There is an indescribable joyfulness that permeates most frames of Chef, Jon Favreau’s new film, that takes themes we have seen a million times before in movies and gives them a zestful exuberance that cannot be denied.
In raw form you would be inclined to think you have seen it all before.
The divorced middle-aged guy (chef Carl Casper played by Favreau) benignly estranged from his ten year old son Percy, played with natural boyish verve by Emjay Anthony and doing his best to get along with his ex-wife Inez (Sofía Vergara), who is living in a crappy apartment and creatively stifled in his job at a restaurant run by Riva (Dustin Hoffman).
If it sounds like a bunch of movie cliches thrown together, in broad brushstroke terms at least, it is.
But something magical happens as the movie goes along and all these tired and worn cliches suddenly come alive with a sparkly, bubbly effervescence, suffused by the exhilaration of one man’s re-discovery of what truly makes him happy (hint: it’s not running the restaurant’s kitchen where his attempts to experiment with the menu are shut down every time).
It’s quite possible that Favreau, fresh from blockbuster Hollywood fare like Cowboys and Aliens, Iron Man 3 and The Avengers, has found a re-awakening of sorts in this return to semi-indie fare.
Or simply that reaching his forties has given him pause to think more deeply about what it is about life, anyone’s life, that makes it worth living, that it gives a meaning beyond the minutiae of day to day existence.
Whatever his motivation, he has perfectly captured that adrift sense that men and women of a certain age, who have woken up and suddenly realised they’ve diverged from the things they know they love and are good at, but have no idea how to get back to the point before it all went wrong, will eminently identify with.
Of course, working out where to go when you’re in this lost and aimless state is not easy, which Favreau beautifully illustrates as Casper, fresh from a humiliating Twitter-fueled split from Riva (the social network figures prominently and creatively in the film), which earns him a notoriety he never asked for, struggles mightily to work out what he should do next.
And it’s not just his career that is demanding he makes some life changing decisions and fast.

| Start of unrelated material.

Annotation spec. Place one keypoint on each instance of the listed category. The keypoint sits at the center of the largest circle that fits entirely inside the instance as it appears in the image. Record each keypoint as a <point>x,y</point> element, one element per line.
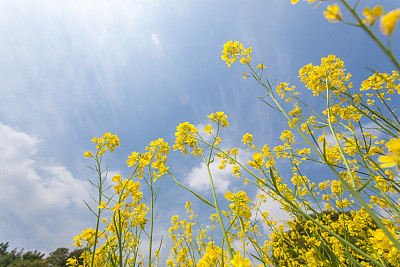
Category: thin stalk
<point>98,169</point>
<point>230,252</point>
<point>386,50</point>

His son, desperate for the sort of quality time he used to have with his dad pre-divorce, is clamouring at every opportunity to spend time with his workaholic father that doesn’t involve movies or frenetic outings to fun parks.
In one crucial scene where he is teaching his father how to use Twitter, a newly acquired skill that gets the emotional impetuous chef into all sorts of cyber trouble with prominent food blogger Ramsey Michel (Oliver Platt), he admits to Casper that this is the sort of activity that makes him the happiest – just hanging with his dad.
It’s a revelation to Casper, a man who doesn’t know there is a slow lane in life, who is given to pause to realise that perhaps he needs to re-think his whole approach to fatherhood, and yes, his career.
It’s what motivates him no doubt to go to Miami over the summer with Inez and Percy, ostensibly to look after his son while his uber-successful wife pursues a host of business opportunities.
He thinks it will be a chance to re-connect with his son, and that’s exactly what it becomes, but it doesn’t quite play out the way he expects with Inez’s first husband Marvin (Robert Downey Jr.) offering him the chance to go on the road with his cooking in the form of a rusted out old food van which he quickly and almost magically rehabilitates.
Suddenly alive with a passion for cooking he thought he had long lost, and with his son, and his friend and close colleague Martin by his side, he embarks on an entirely new career cooking authentic and yet creatively re-interpreted Cuban cooking for the masses.
He takes this new career on the road, stopping in Miami, New Orleans and happily for a movie that premiered at this year’s South by Southwest Film Festival, Austin, Texas, his progress announced and catalogued by his social-media savvy son who turns what could have been anonymous road trip into a brand new startlingly successful career.
At its heart Chef is about the need we all have to “follow our bliss”, something which is discounted by many as impractical but which Favreau eloquently underlines is as necessary as breathing if we’re going to enjoy our brief time on this earth.
He is at pains to make it clear that no man or woman is an island and that figuring out what will make you happy beyond measure is as much about the people around you as it is the talents, skills and passion you bring to your career and life as a whole.
While it has a reasonably tidy, happy ending, and plays out much as expected, its peppy narrative augmented by some of the finest cuban-influenced music you’re likely to hear anywhere, its upbeat tones matching the joie de vivre of the story to a tee, Chef is never less than a joy, an exuberant paean to what happens when you just go with what comes naturally.